Template Primitives for Arbitrum Stylus 6 $120,000 59,113 An ERC20 implementation for Stylus will take ~3 eng weeks as a benchmark. We can build 2 templates based on the DAO’s priorities.
Security Tooling Adapters for Arbitrum Stylus 10 $200,000 98,522 Developed by Dedaub’s engineering team.
Arbitrum CTF Competitions 10 $200,000 98,522 Time includes writing challenges, managing infrastructure, and organizing the competition.
Guidelines and frameworks for AIPs 8 $160,000 78,817 Two security researchers will work in tandem for four weeks.
Governance attack simulations 6 $120,000 59,113 Two security researchers will work in tandem for three weeks.
Security primers on Arbitrum 3 $60,000 29,556 We plan to write one primer every two months, based on the needs of the DAO. Each primer will take one engineer week.
Arbitrum Drift Tracker 6 $120,000 59,113 Developed by Zellic’s engineering team.
Protocol Forks Identifier 4 $80,000 39,408 Developed by Zellic’s engineering team.
DAO Contracts Verification Tools 8 $160,000 78,817 An evolution, application, and deployment of Dedaub security technology, time is budgeted for engineers (not security researchers).
End-user security tooling 8 $160,000 78,817 Adaptation and evolution of Dedaub security technology, time is budgeted for engineers (not security researchers).

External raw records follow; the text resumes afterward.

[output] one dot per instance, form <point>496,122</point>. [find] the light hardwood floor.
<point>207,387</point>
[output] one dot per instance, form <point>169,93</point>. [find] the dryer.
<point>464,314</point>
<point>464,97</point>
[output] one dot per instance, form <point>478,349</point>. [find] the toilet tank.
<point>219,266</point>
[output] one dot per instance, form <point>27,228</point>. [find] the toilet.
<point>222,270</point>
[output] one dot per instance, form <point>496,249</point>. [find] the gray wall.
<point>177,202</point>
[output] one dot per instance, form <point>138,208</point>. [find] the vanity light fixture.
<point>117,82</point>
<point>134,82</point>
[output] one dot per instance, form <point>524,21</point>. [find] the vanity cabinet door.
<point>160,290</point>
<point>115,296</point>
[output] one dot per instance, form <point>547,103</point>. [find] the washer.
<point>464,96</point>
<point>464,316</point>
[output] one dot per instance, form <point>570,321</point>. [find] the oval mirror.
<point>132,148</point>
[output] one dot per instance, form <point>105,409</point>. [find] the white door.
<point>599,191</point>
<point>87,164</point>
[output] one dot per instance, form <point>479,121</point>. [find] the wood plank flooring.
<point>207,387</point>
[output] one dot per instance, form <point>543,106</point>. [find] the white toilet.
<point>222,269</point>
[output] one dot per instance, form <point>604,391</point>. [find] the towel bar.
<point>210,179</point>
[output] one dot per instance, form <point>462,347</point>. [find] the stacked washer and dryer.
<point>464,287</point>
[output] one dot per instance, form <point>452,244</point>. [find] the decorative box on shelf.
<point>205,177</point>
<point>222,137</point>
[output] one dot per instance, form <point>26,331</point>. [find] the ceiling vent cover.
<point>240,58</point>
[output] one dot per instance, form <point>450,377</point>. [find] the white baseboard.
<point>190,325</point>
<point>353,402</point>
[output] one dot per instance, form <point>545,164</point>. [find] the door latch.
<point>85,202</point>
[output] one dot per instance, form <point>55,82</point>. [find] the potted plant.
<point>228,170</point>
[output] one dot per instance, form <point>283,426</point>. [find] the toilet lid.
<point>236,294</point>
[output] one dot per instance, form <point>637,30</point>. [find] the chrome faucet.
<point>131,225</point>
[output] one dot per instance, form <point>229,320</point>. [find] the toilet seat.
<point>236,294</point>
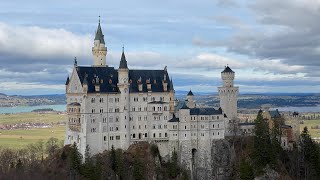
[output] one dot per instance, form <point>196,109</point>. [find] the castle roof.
<point>108,77</point>
<point>227,69</point>
<point>99,35</point>
<point>184,106</point>
<point>247,124</point>
<point>174,119</point>
<point>67,81</point>
<point>74,104</point>
<point>205,111</point>
<point>190,93</point>
<point>123,62</point>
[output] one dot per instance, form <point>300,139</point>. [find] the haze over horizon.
<point>273,46</point>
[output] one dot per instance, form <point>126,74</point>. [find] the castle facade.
<point>118,107</point>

Again, we urge delegates to pick and choose only the components in this proposal that would be valuable to the goals of the ARDC.

Some qualifications on the pricing above:

  1. ARB price was calculated at $2.03 as of March 2, 2024.
  2. Our market rate for security reviews and advisory is $25,000 per engineer-week. Given our commitment to DAO security and Arbitrum-at-large, we are extending a flat 20% discount for services outlined above, at a rate of $20,000 per engineer week.

Voluntary Token Bond

If selected for the ARDC, Zellic and Dedaub will at our own expense post a $100,000 USD bond. This bond will be used to buy ARB tokens and will be staked for the full duration of the performance of this proposal, up to a maximum of 12 months. The ARB tokens will be returned to us after this period. Both firms will each post $50,000 USD.

Summary

In preparing and drafting this proposal, Zellic and Dedaub have been grateful for the openness and transparency of various Arbitrum DAO stakeholders on the subject of core protocol developments, security considerations, and ARDC priorities. As such, we have made considerable effort to be precise with our scope of work to address the specific needs of the Arbitrum ecosystem. Our conversations during ETH Denver and Arbitrum GovHack were instrumental in refining our proposal and presenting this joint offering.

Zellic’s and Dedaub’s commitment to blockchain security is deeply aligned with Arbitrum’s work as a forerunner in securely scaling Ethereum. Zellic appreciates the opportunity to submit a proposal for the Security Member in ARDC, and looks forward to a continuous partnership with the DAO and its delegates. We thank Arbitrum DAO for its consideration.